Most #dnd / fantasy #ttrpg settings out there seem to be vaguely based on Europe and European cultural assumptions.

However, most religious conflict in these settings seems to be based on conflicts between the followers of different gods. What I'd like to see more examples of is conflict between followers of the same god(s) who interpret their faiths differenty.

I mean, consider the conflict between Catholics and Lutherans in early modern Germany, which ultimately led to the Thirty Years's War - arguably the most traumatic war in the country's existence, eclipsing even the World Wars in many respects.

Such conflicts between different theological interpretations of the same faith have thus plenty of potential for conflict - and thus stories.
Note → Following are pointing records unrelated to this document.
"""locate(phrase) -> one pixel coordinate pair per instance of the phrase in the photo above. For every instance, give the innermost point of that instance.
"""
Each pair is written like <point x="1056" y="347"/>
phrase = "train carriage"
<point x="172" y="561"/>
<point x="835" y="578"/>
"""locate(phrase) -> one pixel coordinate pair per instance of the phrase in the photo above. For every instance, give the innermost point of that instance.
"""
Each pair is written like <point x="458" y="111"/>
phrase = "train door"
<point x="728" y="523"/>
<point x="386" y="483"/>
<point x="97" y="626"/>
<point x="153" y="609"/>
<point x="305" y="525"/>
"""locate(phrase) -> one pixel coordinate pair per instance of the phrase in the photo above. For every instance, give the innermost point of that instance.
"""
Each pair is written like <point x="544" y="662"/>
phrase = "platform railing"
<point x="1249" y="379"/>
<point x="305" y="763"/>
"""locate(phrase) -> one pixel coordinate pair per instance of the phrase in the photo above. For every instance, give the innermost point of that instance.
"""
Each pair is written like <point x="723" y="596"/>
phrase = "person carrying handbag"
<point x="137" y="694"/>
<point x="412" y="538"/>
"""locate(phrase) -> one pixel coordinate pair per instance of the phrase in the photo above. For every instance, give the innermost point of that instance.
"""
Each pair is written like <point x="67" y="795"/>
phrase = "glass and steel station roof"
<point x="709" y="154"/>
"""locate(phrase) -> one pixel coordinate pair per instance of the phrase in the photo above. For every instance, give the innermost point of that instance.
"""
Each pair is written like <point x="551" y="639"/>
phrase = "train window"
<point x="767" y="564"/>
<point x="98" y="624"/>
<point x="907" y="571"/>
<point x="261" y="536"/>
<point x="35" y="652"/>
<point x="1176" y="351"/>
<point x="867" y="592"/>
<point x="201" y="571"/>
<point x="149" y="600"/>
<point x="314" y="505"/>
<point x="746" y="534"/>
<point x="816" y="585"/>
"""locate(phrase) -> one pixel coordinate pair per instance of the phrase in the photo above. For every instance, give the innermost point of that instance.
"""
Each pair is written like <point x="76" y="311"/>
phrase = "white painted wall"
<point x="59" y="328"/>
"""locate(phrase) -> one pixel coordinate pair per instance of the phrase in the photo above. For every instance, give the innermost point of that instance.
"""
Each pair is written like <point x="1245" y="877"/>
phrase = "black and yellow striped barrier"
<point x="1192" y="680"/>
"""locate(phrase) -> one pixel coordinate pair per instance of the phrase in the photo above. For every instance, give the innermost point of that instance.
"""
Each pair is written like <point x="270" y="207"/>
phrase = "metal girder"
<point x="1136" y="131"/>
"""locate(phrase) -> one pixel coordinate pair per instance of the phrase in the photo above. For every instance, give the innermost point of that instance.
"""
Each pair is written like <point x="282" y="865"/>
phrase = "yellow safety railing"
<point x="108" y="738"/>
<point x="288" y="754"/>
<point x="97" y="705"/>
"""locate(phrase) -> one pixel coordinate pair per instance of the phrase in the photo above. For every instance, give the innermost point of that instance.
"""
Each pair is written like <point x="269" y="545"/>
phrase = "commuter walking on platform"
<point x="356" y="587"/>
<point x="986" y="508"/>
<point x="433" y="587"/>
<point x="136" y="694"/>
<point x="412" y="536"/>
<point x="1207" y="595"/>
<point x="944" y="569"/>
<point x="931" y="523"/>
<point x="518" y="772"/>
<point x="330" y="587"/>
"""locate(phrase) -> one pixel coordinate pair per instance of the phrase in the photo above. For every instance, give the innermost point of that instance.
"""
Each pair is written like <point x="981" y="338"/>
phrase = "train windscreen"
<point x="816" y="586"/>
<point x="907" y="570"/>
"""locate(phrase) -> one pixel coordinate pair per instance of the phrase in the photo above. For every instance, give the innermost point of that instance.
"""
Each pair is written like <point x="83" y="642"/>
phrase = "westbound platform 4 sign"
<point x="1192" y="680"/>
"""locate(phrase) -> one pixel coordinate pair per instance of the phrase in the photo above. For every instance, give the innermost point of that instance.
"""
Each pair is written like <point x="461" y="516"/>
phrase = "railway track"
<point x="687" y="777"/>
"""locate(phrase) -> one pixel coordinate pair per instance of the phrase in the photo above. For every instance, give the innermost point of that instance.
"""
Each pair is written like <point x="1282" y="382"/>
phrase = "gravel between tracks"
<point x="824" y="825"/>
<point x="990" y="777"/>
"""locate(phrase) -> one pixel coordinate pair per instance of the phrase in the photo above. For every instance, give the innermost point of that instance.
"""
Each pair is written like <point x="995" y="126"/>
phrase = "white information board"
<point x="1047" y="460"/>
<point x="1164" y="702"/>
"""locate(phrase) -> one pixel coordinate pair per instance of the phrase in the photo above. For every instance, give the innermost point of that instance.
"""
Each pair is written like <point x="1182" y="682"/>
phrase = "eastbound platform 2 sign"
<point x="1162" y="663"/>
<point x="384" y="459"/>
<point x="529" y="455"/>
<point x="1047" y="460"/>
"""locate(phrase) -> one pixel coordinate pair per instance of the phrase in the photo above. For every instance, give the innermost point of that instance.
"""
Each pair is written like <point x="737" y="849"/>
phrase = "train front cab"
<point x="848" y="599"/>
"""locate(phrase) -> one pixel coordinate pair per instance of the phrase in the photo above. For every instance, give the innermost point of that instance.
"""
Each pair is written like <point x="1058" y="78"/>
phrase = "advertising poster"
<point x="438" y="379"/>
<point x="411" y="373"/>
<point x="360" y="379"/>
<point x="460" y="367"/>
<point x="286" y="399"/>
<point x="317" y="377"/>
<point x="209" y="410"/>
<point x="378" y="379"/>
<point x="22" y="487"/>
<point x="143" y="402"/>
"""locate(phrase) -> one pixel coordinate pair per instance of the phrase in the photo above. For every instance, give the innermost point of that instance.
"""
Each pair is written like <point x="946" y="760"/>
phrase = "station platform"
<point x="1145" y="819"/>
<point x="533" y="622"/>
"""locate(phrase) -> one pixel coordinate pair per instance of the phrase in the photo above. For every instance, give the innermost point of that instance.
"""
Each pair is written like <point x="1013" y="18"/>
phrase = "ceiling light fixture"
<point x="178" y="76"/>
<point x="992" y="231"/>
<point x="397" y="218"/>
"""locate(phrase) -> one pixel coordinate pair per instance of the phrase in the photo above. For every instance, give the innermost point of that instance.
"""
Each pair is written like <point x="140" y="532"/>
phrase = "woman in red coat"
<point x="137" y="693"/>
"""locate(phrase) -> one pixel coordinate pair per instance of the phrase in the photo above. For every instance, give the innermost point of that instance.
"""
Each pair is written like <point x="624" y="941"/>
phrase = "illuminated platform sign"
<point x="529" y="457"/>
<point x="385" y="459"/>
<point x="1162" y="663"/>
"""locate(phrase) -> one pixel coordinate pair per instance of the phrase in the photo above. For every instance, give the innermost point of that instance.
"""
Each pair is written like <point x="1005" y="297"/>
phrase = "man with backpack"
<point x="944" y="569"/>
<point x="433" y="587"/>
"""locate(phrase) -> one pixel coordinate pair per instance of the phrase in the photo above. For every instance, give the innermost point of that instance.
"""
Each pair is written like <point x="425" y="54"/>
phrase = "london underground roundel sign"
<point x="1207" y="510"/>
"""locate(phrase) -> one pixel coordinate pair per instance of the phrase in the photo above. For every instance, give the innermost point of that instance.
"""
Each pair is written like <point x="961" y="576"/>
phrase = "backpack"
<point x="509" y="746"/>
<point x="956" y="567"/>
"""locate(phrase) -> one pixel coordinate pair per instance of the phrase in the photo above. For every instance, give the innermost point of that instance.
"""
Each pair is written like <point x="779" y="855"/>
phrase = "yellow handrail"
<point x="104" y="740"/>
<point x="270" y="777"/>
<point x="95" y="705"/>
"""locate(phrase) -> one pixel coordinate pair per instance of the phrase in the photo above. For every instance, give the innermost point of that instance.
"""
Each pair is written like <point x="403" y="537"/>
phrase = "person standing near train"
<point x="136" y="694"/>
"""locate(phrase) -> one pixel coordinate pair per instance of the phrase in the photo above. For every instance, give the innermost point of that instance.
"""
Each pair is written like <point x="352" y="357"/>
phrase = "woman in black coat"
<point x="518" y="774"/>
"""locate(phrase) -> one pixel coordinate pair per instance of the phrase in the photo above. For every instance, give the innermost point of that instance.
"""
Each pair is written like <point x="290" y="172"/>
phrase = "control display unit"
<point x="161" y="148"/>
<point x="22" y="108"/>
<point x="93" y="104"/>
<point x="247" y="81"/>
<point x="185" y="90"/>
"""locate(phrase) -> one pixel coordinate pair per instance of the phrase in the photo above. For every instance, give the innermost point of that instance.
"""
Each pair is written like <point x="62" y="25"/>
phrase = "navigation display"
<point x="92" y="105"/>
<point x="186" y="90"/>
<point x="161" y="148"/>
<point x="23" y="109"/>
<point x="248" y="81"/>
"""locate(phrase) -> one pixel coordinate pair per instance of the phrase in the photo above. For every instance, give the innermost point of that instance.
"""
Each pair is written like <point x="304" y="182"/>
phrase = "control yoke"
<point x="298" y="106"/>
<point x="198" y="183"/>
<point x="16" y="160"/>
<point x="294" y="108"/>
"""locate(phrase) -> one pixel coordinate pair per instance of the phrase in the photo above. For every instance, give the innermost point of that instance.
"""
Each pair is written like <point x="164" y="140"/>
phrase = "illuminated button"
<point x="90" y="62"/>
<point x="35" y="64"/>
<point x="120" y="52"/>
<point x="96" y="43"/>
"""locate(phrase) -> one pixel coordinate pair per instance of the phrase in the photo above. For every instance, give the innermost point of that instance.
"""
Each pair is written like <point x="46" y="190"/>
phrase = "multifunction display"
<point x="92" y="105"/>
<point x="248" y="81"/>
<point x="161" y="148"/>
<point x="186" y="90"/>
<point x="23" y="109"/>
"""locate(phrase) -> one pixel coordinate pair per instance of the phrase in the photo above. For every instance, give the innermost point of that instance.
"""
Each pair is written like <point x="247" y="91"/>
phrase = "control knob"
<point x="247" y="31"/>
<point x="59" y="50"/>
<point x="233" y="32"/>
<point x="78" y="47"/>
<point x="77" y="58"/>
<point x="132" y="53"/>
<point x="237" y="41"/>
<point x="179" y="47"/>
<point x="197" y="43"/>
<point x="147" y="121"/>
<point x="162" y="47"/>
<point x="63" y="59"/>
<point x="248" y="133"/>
However, you do need to make sure that the gods of your setting won't settle theological disputes directly...

@juergen_hubert who doesn't love a good schism? (In my gang we sometimes have moments where the DM explains, 'You know the difference between Catholics and Anglicans, but these guys are trying even harder not to copy each others' homework.')

@juergen_hubert One thing that can get in the way is that in fantasy settings, gods are real.

Also, "Competing gods inside the same pantheon" is very different from the real-world variants (like all the Egyptian cults trying to absorb Ra over the ages, or the all-out war between the cults of Amun and Aten).

And in the real-world sense, "the pantheon" consists of the gods that exist. Conflicts between different pantheia are possible, because the people disagree about which gods exist.

If that way of defining things were taken into fantasy, it would give rather different results, because humans wouldn't really have reason to deny the existence of the gods of the other species.

So in Fantasy, pantheons aren't "all the gods" but rather gangs of gods, usually with familial ties, at odds with other pantheia. Like mafia wars in the heavens.

@juergen_hubert I've always thought of the gods in d&d as being more Greek based, where they have clear assignments (war, trickery, etc.) but volatile relationships (this one's married to that one, that one's trying to screw over this one, etc.)

As a conflict in a setting, what you're saying is totally true and interesting. But how would you handle the character religions? Would you let them choose, or would they have been raised the same way? Or are they from some foreign place?